Как-то ночью Крабат осторожно выбрался из хижины и выкопал из земли свой чудо-посох. Руки его дрожали, и сердце колотилось.
Он поднес палку к самым губам и прошептал: "А говорить ты умеешь?"
"Мелешь", - прозвучало в ответ из лесу.
Крабату не хотелось, чтобы кто-нибудь подслушал этот разговор.
"Да тише ты", - сказал он и откашлялся.
"Ишь ты", - расслышал он слова, сопровождаемые глупым хихиканьем.
"Шепчи мне прямо в ухо, не кричи так", - попросил Крабат и прижал палку к уху. Палка безмолвствовала, а из лесу отчетливо донеслось: "Чудак".

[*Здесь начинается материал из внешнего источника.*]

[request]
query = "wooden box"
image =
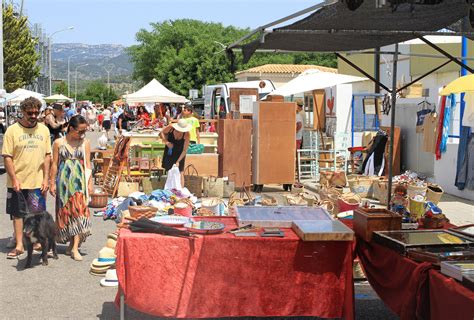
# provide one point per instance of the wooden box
(274, 142)
(206, 163)
(366, 221)
(332, 230)
(235, 151)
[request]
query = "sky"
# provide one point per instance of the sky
(117, 21)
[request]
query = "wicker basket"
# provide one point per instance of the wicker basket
(142, 211)
(98, 200)
(414, 190)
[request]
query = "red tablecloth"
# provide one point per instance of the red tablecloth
(226, 276)
(449, 299)
(410, 289)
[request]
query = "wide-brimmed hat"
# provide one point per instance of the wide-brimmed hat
(106, 257)
(111, 243)
(182, 126)
(110, 279)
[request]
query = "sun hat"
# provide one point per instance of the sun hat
(111, 243)
(110, 279)
(182, 126)
(106, 257)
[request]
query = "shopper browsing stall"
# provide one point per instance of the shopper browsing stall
(176, 140)
(188, 115)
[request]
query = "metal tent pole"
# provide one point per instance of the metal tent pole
(392, 125)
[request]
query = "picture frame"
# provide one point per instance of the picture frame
(371, 105)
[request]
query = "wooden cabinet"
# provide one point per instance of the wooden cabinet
(274, 142)
(235, 151)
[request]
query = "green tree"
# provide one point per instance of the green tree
(98, 92)
(184, 54)
(20, 57)
(60, 88)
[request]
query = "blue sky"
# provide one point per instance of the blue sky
(117, 21)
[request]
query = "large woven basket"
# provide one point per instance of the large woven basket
(142, 211)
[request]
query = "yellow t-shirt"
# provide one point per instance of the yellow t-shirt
(195, 124)
(27, 147)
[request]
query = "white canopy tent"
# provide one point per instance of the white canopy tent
(22, 94)
(154, 92)
(313, 79)
(58, 98)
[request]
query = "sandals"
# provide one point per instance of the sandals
(15, 254)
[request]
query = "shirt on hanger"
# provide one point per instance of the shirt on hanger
(430, 129)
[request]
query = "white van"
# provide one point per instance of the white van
(220, 99)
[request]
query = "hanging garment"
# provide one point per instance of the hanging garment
(468, 117)
(465, 160)
(448, 111)
(377, 150)
(440, 126)
(420, 119)
(430, 129)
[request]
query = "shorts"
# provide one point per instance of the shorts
(106, 124)
(16, 206)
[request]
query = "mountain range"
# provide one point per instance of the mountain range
(91, 62)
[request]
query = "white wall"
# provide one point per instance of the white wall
(445, 173)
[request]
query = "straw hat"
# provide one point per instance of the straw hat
(110, 279)
(106, 257)
(182, 126)
(111, 243)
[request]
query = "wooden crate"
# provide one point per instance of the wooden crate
(235, 151)
(206, 164)
(366, 221)
(274, 142)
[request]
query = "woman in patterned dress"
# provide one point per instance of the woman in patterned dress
(68, 183)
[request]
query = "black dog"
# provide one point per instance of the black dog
(40, 228)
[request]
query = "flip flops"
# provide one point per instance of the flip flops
(15, 254)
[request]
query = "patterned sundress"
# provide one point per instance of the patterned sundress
(72, 213)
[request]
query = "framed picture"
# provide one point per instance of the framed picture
(371, 105)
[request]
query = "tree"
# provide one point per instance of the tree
(20, 57)
(60, 88)
(97, 91)
(184, 54)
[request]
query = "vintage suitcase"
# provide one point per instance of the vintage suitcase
(366, 221)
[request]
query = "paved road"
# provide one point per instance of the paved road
(65, 289)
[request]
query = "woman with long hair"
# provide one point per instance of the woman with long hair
(71, 183)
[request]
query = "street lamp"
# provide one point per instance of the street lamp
(68, 72)
(75, 81)
(51, 62)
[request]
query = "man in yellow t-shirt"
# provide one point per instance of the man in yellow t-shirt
(188, 115)
(27, 153)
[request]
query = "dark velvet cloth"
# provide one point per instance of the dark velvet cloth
(227, 276)
(449, 299)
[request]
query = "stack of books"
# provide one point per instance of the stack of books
(460, 270)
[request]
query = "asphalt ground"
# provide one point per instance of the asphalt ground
(65, 290)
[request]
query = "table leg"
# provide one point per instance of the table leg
(122, 305)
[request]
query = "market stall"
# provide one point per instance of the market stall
(226, 276)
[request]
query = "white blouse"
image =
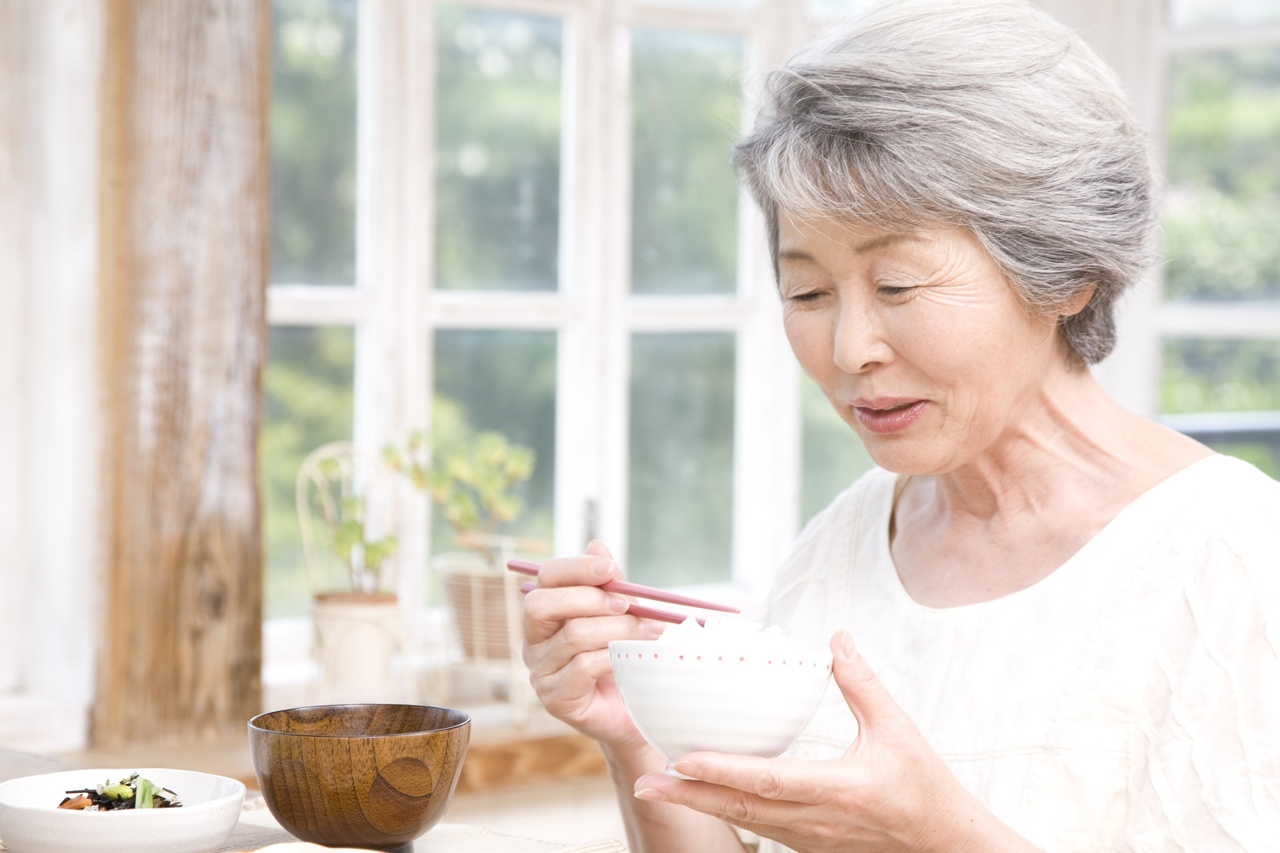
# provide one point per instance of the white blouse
(1130, 701)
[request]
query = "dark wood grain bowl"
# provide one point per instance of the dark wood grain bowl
(359, 775)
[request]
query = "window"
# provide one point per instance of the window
(492, 218)
(1220, 318)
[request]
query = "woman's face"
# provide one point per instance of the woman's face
(917, 340)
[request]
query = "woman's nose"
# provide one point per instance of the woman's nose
(859, 341)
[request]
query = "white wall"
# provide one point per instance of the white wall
(49, 503)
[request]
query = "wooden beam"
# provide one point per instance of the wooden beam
(184, 269)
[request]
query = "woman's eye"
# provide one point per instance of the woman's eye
(894, 290)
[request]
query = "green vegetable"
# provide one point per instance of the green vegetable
(146, 790)
(118, 792)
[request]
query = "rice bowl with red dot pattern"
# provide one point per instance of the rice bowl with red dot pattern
(731, 687)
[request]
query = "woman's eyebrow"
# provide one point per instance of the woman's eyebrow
(859, 249)
(887, 240)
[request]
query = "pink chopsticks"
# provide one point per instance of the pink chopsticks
(634, 589)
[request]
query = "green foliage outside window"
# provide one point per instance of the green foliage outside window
(307, 401)
(312, 136)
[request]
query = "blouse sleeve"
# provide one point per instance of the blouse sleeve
(1211, 780)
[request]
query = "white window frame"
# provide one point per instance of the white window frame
(1255, 319)
(394, 313)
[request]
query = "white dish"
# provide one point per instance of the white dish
(685, 696)
(31, 821)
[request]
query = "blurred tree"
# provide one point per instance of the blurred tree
(309, 396)
(498, 150)
(1224, 169)
(686, 112)
(312, 129)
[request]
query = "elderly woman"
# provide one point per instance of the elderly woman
(1065, 616)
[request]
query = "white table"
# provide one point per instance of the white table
(259, 829)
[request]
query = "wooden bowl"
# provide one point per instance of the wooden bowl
(359, 775)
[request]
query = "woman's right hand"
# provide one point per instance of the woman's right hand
(568, 623)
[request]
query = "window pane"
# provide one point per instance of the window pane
(708, 4)
(498, 140)
(1226, 375)
(686, 114)
(680, 523)
(1224, 158)
(836, 8)
(506, 382)
(832, 454)
(307, 389)
(312, 127)
(1219, 13)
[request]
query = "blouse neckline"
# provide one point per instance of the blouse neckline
(1064, 574)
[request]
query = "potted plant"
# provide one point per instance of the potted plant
(356, 617)
(471, 477)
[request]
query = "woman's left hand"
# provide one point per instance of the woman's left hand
(888, 792)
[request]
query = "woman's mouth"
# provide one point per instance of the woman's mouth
(888, 415)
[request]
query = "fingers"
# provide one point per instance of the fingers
(594, 568)
(864, 693)
(773, 779)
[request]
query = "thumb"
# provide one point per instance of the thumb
(864, 693)
(595, 548)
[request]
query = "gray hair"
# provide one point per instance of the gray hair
(983, 114)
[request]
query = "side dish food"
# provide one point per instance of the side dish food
(132, 792)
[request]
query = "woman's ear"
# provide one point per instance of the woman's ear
(1077, 302)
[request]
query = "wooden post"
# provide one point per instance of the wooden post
(184, 265)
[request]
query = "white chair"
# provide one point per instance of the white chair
(487, 610)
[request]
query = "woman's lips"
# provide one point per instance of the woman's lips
(888, 415)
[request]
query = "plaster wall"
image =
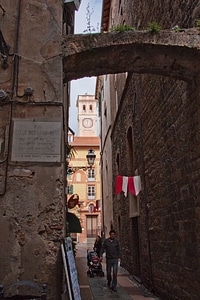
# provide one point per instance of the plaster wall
(32, 200)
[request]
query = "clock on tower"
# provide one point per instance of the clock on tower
(87, 122)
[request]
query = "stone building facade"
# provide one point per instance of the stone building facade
(154, 131)
(33, 118)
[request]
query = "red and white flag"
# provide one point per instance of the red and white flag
(134, 185)
(121, 184)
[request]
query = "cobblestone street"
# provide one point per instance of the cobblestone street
(96, 288)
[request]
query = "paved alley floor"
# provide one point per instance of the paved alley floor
(96, 288)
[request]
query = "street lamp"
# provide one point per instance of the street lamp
(90, 159)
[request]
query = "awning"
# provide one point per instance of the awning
(73, 223)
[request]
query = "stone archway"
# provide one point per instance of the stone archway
(168, 53)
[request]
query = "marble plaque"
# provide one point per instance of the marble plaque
(36, 141)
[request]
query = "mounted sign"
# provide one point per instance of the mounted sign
(36, 141)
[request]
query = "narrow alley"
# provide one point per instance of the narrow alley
(96, 288)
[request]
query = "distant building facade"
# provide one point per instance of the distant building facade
(85, 182)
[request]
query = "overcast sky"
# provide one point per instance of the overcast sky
(84, 85)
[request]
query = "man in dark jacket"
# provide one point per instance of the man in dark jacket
(111, 247)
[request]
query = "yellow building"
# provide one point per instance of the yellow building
(83, 180)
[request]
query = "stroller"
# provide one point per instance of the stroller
(94, 264)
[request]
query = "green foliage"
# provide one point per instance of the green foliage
(154, 27)
(122, 28)
(198, 24)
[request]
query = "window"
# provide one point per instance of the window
(91, 176)
(70, 189)
(91, 192)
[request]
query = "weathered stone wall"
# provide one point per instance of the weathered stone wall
(164, 116)
(168, 141)
(32, 220)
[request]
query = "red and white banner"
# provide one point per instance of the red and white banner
(134, 185)
(121, 184)
(125, 184)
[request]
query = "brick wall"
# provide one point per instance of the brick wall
(164, 116)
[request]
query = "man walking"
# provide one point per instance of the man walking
(111, 247)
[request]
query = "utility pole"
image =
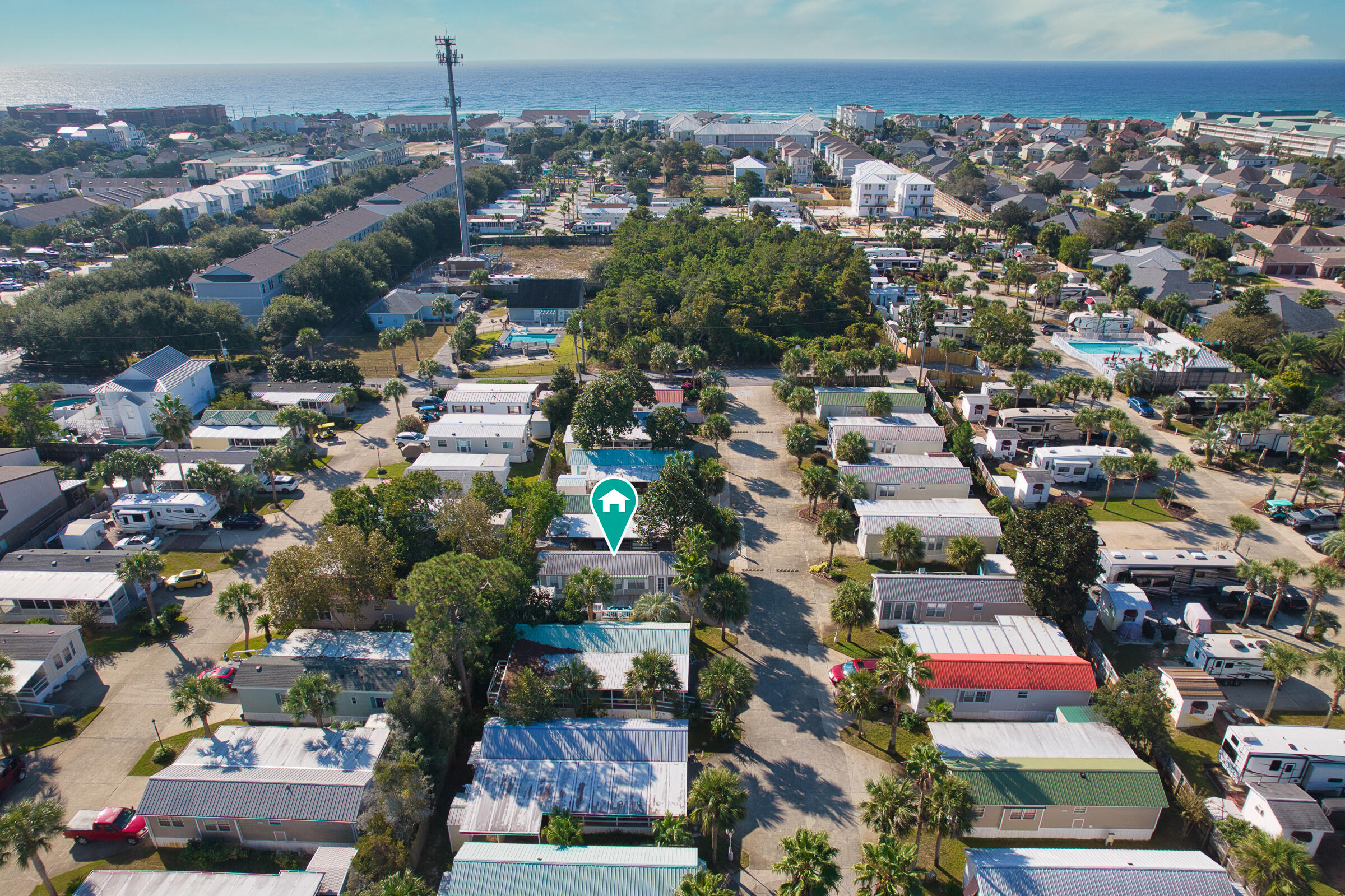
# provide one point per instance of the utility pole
(448, 57)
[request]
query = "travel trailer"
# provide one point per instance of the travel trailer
(169, 510)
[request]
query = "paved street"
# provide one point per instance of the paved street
(91, 771)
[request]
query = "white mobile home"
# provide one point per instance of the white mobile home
(1077, 463)
(169, 509)
(1306, 755)
(1228, 658)
(1171, 571)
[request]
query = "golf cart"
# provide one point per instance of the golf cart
(1278, 509)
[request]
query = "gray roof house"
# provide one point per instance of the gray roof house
(266, 787)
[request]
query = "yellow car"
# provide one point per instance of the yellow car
(187, 579)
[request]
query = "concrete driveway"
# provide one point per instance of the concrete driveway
(91, 771)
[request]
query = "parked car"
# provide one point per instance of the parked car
(115, 823)
(1141, 407)
(851, 668)
(139, 542)
(224, 675)
(187, 579)
(12, 770)
(1316, 519)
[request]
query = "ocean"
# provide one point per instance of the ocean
(764, 89)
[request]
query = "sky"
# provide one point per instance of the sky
(245, 31)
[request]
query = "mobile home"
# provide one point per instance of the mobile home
(1228, 658)
(1041, 424)
(1306, 755)
(1169, 572)
(1077, 463)
(169, 509)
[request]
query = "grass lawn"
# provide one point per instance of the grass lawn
(1144, 510)
(866, 642)
(41, 732)
(395, 471)
(377, 363)
(146, 766)
(209, 560)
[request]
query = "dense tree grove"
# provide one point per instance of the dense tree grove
(736, 288)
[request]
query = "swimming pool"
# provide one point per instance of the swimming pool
(540, 338)
(1125, 349)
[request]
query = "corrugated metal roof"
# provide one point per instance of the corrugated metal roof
(1000, 783)
(588, 739)
(1001, 740)
(611, 637)
(253, 800)
(949, 589)
(1012, 673)
(510, 797)
(627, 563)
(490, 870)
(1010, 635)
(1117, 872)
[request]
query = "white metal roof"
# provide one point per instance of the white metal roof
(1023, 740)
(1010, 635)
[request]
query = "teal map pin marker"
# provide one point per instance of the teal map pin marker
(614, 504)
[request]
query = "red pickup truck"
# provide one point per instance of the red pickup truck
(115, 823)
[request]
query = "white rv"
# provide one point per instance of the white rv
(1228, 658)
(165, 509)
(1306, 755)
(1077, 463)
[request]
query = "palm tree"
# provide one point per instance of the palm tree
(240, 602)
(1142, 466)
(142, 569)
(1274, 865)
(891, 809)
(1285, 569)
(1282, 662)
(657, 607)
(954, 810)
(809, 864)
(1114, 468)
(718, 801)
(925, 767)
(651, 677)
(1324, 579)
(728, 599)
(903, 670)
(389, 340)
(308, 340)
(1255, 575)
(833, 526)
(395, 389)
(905, 544)
(315, 695)
(173, 419)
(966, 552)
(852, 606)
(888, 868)
(1179, 465)
(192, 700)
(27, 830)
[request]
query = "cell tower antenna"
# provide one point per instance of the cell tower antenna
(448, 57)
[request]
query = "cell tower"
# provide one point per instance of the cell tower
(448, 57)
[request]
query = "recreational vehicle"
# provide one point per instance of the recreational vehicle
(1228, 658)
(1171, 572)
(1041, 424)
(1309, 756)
(167, 509)
(1077, 463)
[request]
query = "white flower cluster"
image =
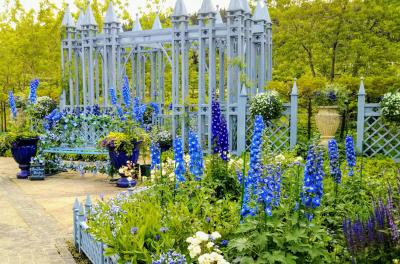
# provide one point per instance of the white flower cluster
(267, 104)
(204, 243)
(390, 106)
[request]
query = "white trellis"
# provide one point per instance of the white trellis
(93, 61)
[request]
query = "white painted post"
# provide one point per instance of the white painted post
(360, 117)
(293, 115)
(75, 212)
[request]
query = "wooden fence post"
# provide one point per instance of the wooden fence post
(360, 117)
(241, 132)
(75, 211)
(293, 115)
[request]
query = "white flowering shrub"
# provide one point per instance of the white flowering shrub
(390, 106)
(267, 104)
(203, 247)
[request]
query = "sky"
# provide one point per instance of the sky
(191, 5)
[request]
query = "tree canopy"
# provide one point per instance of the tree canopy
(332, 41)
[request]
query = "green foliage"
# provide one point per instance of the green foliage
(267, 104)
(390, 106)
(221, 175)
(182, 211)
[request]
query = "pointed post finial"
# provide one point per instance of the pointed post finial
(157, 23)
(137, 26)
(207, 7)
(361, 91)
(68, 21)
(180, 9)
(111, 17)
(243, 92)
(76, 204)
(235, 5)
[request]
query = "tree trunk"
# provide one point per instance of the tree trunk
(310, 59)
(334, 48)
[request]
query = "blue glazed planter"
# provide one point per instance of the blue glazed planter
(23, 150)
(120, 158)
(124, 182)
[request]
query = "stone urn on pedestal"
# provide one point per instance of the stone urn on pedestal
(327, 121)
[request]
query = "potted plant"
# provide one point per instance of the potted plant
(267, 104)
(24, 137)
(164, 139)
(328, 118)
(125, 146)
(128, 175)
(37, 169)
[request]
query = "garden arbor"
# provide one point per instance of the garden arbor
(225, 51)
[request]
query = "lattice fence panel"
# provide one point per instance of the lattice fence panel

Крабат заподозрил обман. Он засунул палку в поленницу за хижиной, сел на прежнее место и прошептал тихо, точь-в-точь как в первый раз: "Отчего нынче узколица луна?"
"Веселится она", - раздалось из лесу.
Но Крабату было не до веселья: мало того, что чудо-посох оказался тупым чурбаном, слова путного не добьешься, он вдобавок еще и плут: обзавелся эхом, сказанное шепотом разносит по всей округе и повторяет готовые ответы как попугай.
Содержать эхо в услужении будет прерогативой более поздних эпох, а в эти поздние эпохи - прерогативой тех, кто боится всех ответов, кроме своих собственных.
Но Крабат все еще верил в полезность вопросов, и на следующий день, зайдя на мельницу, он объяснил Якубу Кушку, в чем состоит сущность эха и в чем его вред.
Кушк - тощий, как отшельник в пустыне или как манекенщица на помосте, истомленный, как солнце в ноябре, и игривый, как ручей в марте, - мельник Якуб Кушк покатился со смеху, услыхав про эхо, и тут же решил, что надо бы ночью сходить туда с подружкой: пускай эхо орет себе в свое удовольствие, может, Смяла пробудится от сна; пора и ей наконец вновь услышать, как звучат любовные речи.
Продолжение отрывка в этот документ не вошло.